Cascade: Crowdsourcing Taxonomy Creation by Lydia B. Chilton, Greg Little, Darren Edge, Daniel S. Weld, James A. Landay.
Taxonomies are a useful and ubiquitous way of organizing information. However, creating organizational hierarchies is difficult because the process requires a global understanding of the objects to be categorized. Usually one is created by an individual or a small group of people working together for hours or even days. Unfortunately, this centralized approach does not work well for the large, quickly-changing datasets found on the web. Cascade is an automated workflow that creates a taxonomy from the collective efforts of crowd workers who spend as little as 20 seconds each. We evaluate Cascade and show that on three datasets its quality is 80-90% of that of experts. The cost of Cascade is competitive with expert information architects, despite taking six times more human labor. Fortunately, this labor can be parallelized such that Cascade will run in as fast as five minutes instead of hours or days.

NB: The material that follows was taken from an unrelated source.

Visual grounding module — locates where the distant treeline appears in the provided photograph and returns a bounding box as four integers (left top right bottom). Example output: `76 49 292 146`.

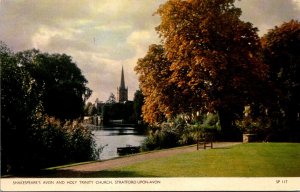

In the introduction the authors say:
Crowdsourcing has become a popular way to solve problems that are too hard for today’s AI techniques, such as translation, linguistic tagging, and visual interpretation. Most successful crowdsourcing systems operate on problems that naturally break into small units of labor, e.g., labeling millions of independent photographs. However, taxonomy creation is much harder to decompose, because it requires a global perspective. Cascade is a unique, iterative workflow that emergently generates this global view from the distributed actions of hundreds of people working on small, local problems.
The authors demonstrate the potential for time and cost savings in the creation of taxonomies but I take the significance of their paper to be something different.
As the paper demonstrates, taxonomy creation does not require a global perspective.
Any one of the individuals who participated, contributed localized knowledge that when combined with other localized knowledge, can be formed into what an observer would call a taxonomy.
A critical point since every user represents/reflects slightly varying experiences and viewpoints, while the most learned expert represents only one.
Does “your” taxonomy reflect your views or some expert’s?